Fact is, highly trained endurance athletes are using both carbohydrate and fat metabolism to fuel their performance, both in racing and in training. They have highly developed fat burning capacity and trained their body to use stored fat effectively, even at race conditions. This is a huge advantage in endurance sports, since glycogen reserves get depleted fast and food intake capacity is limited: your digestive system cannot absorb more than, at the very high end, 80-90grams of carbs per hour, which is 320-360 Kcal, while you might be burning up to 1000 Kcal/per hour, thus accumulating energy deficit over time. If you don’t take any nutrition and if your body does not know how to use fat as fuel, the game (i.e the race) is over for you in two hours.
In order to go long, you need all the extra energy you can get and if you can access your fat depots, you can perform for a very long time without significant performance deterioration - we all, even the leanest among us, have enough fat to run several hundred miles on it.
Now back to the cream diet. Its logic is therefore very simple: you feed your system only fat, so it has no choice but to learn how to effectively use it as fuel! It will burn the fat you eat and it will burn the fat you so carefully stored, just in case you need to survive a winter in Siberian forest… One condition: you have to stay active, so that your body learns to burn fat also under stress, with elevated heart rates, and it learns to use it efficiently too.
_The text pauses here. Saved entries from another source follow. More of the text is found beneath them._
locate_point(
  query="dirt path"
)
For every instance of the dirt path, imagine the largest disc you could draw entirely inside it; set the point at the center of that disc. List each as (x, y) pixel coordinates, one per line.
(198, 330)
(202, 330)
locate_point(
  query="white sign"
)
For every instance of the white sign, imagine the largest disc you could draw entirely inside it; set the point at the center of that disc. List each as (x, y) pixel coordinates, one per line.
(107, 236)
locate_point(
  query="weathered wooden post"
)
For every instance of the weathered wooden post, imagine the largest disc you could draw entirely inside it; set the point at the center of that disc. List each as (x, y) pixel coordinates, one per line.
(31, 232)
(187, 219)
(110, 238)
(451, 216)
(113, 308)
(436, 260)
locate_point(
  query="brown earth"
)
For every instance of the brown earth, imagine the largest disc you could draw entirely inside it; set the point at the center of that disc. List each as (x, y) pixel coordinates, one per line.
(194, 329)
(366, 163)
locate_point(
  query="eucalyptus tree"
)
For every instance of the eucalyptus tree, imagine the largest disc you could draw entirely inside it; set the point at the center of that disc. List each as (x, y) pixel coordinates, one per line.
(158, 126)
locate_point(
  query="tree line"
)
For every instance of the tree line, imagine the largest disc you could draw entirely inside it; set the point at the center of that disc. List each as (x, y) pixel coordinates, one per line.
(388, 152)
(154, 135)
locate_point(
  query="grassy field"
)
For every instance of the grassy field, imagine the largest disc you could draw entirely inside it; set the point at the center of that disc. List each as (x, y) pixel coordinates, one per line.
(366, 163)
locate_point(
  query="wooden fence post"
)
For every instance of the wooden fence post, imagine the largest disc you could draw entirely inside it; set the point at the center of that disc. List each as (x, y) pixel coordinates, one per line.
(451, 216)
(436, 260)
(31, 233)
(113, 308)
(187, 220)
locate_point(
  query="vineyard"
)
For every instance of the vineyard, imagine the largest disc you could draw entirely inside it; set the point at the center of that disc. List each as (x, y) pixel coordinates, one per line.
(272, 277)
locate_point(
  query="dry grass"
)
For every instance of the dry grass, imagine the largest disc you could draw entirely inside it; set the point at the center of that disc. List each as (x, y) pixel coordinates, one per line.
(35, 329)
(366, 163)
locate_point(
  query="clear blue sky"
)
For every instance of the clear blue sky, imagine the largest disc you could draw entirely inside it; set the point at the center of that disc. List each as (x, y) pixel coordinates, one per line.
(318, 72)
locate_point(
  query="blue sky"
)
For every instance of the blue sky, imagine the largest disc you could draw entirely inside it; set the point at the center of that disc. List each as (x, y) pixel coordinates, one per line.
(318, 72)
For a more scientific explanation, we will have to revert to Krebs cycle. It is the system of energy metabolism in our bodies, a series of chemical reactions to produce energy molecules ATP - adenosine triphosphate, by oxidising carbohydrates, fats and proteins. Simply put, everything you eat gets broken down to glucose (and amino-acids, vitamins, etc). Glucose is our fuel and it means survival. The straightforward way to derive glucose is to oxidise carbohydrates. This explains why simple sugars contained abundantly in such things as Coca-Cola “get into your blood” right away and you feel a surge of energy immediately – it is a short cut for the body to make glucose out of simple sugar. And it gets truly addicted to it too. Whereas using fat for glucose metabolism takes longer and is a much less energy efficient process for the body. Unless it learns how to do it.
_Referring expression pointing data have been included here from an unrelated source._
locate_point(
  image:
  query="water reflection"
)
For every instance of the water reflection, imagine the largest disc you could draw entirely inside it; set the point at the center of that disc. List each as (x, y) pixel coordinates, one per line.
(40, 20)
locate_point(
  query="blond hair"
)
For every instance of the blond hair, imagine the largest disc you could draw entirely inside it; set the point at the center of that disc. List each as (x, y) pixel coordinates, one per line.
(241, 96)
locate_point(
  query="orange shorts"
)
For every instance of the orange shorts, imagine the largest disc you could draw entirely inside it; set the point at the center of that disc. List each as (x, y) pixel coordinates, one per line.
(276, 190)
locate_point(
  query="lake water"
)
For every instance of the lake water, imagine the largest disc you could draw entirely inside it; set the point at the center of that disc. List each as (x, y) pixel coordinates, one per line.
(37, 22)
This learning takes some time, so you will most likely suffer a bit for the first two days on the cream diet. You will experience sugar cravings and feel low on energy – well, a bit like a (sugar) junkie. This is normal - your body wants a shortcut in form of sugar. You will have to deprive it from getting it – go on sugar rehab - so that your body has to get to stored fat to fuel your life.
On day 3 or 4 you will feel better – you will most probably have lost around 2kg and a cm or two around your waist. Do measure your waist, chest, thigh and arm circumferences – these are the fat depot areas and they will start melting, like polar ice caps… Provided you train like you did before – but now you take only water with you on your rides and runs (and maybe one emergency gel) – you will be surprised how long you can actually go without eating, snacking or drinking sugary drinks. Four hours on the bike with some 2000 altitude meters or 2 hours run – no problem! You will actually notice that it is easier to climb and to run hills now (recall, it is all about “power to weight” ratio when we go vertical…). This was also my experience. By day 9 or 10 you will probably be 4 to 5kgs (or more) lighter and your body will be way more energy efficient.
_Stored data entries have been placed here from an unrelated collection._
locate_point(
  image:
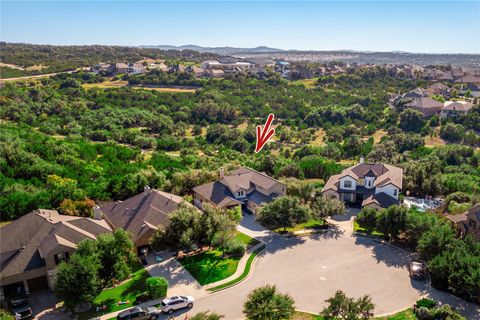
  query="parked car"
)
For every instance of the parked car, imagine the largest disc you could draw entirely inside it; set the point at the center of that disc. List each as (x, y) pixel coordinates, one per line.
(417, 270)
(19, 305)
(171, 304)
(138, 313)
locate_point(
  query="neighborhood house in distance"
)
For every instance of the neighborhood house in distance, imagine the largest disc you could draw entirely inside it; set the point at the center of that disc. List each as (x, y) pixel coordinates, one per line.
(467, 223)
(243, 187)
(368, 185)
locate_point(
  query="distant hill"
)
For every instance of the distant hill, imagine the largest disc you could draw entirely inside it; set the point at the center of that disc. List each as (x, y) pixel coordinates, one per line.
(348, 56)
(217, 50)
You will become fat-adapted. A lean, mean racing machine!
Getting off this diet is easy – have a cake with a lot of cream! And keep several “low carb” training days a week to maintain your newly acquired fat burning capacity. Train fasted in the morning – no breakfast and no or a small protein & fat dinner the night before. This works also if you don’t exercise – skip dinner and breakfast and you will have fasted (and burned fat) for almost 24hrs – this is how monks and ballerinas do it.
Enjoy your cream!
(Note for vegans: Cream is dairy. Not vegan. BUT - if you secretly like cream but did not have it in three years, I guess this diet will be a bit easier for you. It becomes almost a decadent experience to have a bowl of cream for breakfast... lunch... and dinner..).